De acordo com o relato do filho da paciente, responsável legal, a recomendação médica para internação em UTI foi feita de forma urgente, diante do risco iminente de morte e da possibilidade concreta de sequelas neurológicas irreversíveis. Ainda assim, a família afirma que não houve disponibilização de leito hospitalar até o momento.
Segundo o denunciante, médicos que acompanham o caso alertaram que o tratamento intensivo é indispensável para estabilização do quadro e início da reabilitação. Há, inclusive, a possibilidade de necessidade de procedimento cirúrgico futuro para retirada de líquido, o que reforçaria a gravidade da situação clínica.
A justificativa apresentada à família, conforme o relato, é a inexistência de vagas em hospitais da rede pública. O filho questiona a ausência de alternativas, destacando que há pelo menos três hospitais particulares em Foz do Iguaçu aptos a receber pacientes, mas que não houve encaminhamento para internação custeada pelo poder público.

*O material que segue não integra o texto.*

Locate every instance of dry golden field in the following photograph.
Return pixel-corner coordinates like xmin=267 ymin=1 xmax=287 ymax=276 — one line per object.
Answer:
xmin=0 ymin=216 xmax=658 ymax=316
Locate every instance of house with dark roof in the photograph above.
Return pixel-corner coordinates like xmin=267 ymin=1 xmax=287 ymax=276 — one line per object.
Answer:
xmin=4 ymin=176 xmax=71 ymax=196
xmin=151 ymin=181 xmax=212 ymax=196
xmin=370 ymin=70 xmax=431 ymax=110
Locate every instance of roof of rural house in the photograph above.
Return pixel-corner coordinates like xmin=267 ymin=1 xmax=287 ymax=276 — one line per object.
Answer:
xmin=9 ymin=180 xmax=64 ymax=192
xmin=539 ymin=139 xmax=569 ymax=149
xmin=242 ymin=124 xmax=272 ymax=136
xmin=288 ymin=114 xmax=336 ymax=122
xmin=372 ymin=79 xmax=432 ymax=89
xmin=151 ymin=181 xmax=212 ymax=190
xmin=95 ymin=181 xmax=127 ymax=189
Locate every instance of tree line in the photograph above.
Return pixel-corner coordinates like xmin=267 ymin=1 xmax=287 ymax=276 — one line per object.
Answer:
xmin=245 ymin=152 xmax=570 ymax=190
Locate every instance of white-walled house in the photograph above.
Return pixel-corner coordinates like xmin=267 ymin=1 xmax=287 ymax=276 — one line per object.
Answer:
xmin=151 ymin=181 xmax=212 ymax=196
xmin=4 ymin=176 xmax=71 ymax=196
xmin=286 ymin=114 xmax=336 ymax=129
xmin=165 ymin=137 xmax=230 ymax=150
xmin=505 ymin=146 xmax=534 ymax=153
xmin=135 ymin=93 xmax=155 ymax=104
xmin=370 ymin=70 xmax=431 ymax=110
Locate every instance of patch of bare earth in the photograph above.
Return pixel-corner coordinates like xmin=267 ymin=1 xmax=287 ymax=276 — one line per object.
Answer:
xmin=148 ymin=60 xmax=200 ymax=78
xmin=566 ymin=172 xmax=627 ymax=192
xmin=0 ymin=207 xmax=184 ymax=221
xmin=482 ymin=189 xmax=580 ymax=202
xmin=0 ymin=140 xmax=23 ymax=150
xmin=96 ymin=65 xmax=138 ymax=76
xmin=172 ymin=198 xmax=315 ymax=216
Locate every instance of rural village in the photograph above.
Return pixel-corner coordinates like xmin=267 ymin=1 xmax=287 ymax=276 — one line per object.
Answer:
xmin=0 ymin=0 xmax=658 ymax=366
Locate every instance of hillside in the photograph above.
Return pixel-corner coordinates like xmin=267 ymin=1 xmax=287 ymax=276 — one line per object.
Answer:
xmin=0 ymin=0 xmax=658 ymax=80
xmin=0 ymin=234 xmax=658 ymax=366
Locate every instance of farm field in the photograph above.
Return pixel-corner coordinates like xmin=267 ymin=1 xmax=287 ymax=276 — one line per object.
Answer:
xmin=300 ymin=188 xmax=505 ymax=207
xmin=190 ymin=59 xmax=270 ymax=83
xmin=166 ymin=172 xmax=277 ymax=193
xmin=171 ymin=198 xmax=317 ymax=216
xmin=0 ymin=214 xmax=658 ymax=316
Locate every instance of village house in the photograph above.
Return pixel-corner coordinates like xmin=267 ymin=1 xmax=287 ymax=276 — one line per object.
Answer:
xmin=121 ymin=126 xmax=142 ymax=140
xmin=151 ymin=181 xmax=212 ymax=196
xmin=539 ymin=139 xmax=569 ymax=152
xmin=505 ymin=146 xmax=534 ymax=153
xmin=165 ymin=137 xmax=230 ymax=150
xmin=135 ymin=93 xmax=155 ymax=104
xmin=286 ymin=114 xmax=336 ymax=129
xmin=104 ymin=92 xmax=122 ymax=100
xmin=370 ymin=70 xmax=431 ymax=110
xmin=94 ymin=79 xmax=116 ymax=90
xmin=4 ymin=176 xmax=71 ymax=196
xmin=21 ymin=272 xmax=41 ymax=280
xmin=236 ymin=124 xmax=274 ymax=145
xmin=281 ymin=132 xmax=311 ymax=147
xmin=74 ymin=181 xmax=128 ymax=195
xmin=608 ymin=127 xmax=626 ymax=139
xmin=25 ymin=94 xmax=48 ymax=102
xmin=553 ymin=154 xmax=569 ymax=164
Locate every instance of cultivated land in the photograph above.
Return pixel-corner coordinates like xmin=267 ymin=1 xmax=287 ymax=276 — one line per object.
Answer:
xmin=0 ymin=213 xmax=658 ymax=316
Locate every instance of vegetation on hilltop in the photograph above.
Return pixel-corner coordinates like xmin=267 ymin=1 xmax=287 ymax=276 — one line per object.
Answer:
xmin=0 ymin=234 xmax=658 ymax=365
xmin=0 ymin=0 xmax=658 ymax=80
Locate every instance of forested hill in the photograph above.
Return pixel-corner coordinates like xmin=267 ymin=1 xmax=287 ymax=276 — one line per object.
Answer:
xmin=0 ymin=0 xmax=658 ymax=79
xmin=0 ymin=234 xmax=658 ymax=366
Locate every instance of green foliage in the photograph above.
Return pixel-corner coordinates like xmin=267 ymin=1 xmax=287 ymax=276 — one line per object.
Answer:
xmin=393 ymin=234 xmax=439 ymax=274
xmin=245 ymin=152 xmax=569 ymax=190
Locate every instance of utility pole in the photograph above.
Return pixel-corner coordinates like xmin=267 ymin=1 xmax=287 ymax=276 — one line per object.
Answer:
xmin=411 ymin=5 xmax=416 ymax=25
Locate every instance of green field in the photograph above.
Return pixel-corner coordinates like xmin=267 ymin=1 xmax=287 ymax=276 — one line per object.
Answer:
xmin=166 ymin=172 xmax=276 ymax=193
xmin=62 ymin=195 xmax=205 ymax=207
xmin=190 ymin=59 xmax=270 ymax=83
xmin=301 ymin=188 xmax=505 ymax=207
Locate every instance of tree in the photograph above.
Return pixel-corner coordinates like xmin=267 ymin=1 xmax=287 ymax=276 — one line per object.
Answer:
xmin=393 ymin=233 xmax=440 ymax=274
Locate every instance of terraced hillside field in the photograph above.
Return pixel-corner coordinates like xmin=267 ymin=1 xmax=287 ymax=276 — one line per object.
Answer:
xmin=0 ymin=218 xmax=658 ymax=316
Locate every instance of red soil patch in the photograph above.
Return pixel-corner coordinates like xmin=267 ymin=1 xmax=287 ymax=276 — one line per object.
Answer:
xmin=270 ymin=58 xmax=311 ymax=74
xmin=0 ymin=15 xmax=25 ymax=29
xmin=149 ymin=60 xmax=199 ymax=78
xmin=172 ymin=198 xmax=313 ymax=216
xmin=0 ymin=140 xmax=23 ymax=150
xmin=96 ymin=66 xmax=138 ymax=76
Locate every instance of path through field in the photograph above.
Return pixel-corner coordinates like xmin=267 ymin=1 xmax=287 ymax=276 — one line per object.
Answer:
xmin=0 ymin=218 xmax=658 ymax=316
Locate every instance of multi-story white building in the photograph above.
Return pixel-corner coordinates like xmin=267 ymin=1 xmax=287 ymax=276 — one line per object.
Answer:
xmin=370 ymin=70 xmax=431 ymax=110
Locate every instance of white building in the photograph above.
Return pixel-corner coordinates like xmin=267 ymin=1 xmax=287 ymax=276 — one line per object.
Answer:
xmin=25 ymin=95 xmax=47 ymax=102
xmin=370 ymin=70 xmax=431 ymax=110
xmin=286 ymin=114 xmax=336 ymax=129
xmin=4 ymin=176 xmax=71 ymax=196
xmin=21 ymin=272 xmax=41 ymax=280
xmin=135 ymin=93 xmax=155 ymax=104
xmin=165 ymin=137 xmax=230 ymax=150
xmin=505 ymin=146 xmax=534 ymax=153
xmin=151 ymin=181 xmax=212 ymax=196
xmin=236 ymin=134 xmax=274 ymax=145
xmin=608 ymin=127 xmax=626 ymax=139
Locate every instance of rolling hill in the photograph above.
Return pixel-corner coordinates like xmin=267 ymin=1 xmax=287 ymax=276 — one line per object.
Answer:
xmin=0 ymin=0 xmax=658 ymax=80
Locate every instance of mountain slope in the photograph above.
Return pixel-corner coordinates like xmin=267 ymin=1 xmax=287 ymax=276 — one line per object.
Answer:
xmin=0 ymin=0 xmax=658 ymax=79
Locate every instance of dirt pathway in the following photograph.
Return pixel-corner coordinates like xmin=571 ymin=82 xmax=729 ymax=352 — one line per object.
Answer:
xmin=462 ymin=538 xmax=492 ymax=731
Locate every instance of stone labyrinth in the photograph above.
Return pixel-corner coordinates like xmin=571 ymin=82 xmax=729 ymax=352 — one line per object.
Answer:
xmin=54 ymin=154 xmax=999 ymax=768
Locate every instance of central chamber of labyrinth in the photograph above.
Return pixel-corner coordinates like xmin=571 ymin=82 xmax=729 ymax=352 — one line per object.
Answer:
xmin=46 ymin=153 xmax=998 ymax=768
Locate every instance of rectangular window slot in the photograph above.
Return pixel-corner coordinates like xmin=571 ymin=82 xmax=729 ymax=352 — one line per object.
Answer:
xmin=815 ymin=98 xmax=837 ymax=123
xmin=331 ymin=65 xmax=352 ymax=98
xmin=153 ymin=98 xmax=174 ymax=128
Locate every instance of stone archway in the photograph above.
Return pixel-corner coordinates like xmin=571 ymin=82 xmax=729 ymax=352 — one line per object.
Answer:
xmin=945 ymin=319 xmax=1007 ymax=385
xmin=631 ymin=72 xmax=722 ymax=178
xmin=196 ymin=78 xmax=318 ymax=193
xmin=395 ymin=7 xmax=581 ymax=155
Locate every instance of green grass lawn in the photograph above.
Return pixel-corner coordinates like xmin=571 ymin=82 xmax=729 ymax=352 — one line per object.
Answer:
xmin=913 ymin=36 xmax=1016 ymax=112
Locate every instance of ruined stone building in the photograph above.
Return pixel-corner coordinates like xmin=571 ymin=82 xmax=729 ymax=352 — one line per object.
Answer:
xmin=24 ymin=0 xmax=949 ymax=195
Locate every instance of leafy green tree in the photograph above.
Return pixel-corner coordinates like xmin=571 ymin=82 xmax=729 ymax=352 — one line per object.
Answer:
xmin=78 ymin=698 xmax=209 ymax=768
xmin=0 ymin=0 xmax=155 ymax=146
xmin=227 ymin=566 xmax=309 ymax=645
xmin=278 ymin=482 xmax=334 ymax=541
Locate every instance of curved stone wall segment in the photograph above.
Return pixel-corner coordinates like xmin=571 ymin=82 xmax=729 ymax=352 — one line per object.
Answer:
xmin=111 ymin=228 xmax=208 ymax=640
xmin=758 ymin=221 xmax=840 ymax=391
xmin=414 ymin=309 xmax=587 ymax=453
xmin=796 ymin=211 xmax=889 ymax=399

Diante da demora e da falta de solução, a família formalizou reclamação junto ao Ministério Público e ajuizou ação no Tribunal de Justiça do Paraná, buscando garantir a transferência imediata da paciente para uma unidade hospitalar com UTI, inclusive na rede privada, se necessário.
Na manifestação encaminhada aos órgãos competentes, o filho responsabiliza o Município de Foz do Iguaçu e o Estado do Paraná por eventual agravamento do quadro clínico ou óbito da paciente, sustentando que a omissão viola os direitos constitucionais à saúde e à vida, previstos nos artigos 6º e 196 da Constituição Federal.
“Não é aceitável que uma pessoa corra risco de morte por falta de leito hospitalar”, afirma o denunciante, que pede providências urgentes das autoridades de saúde.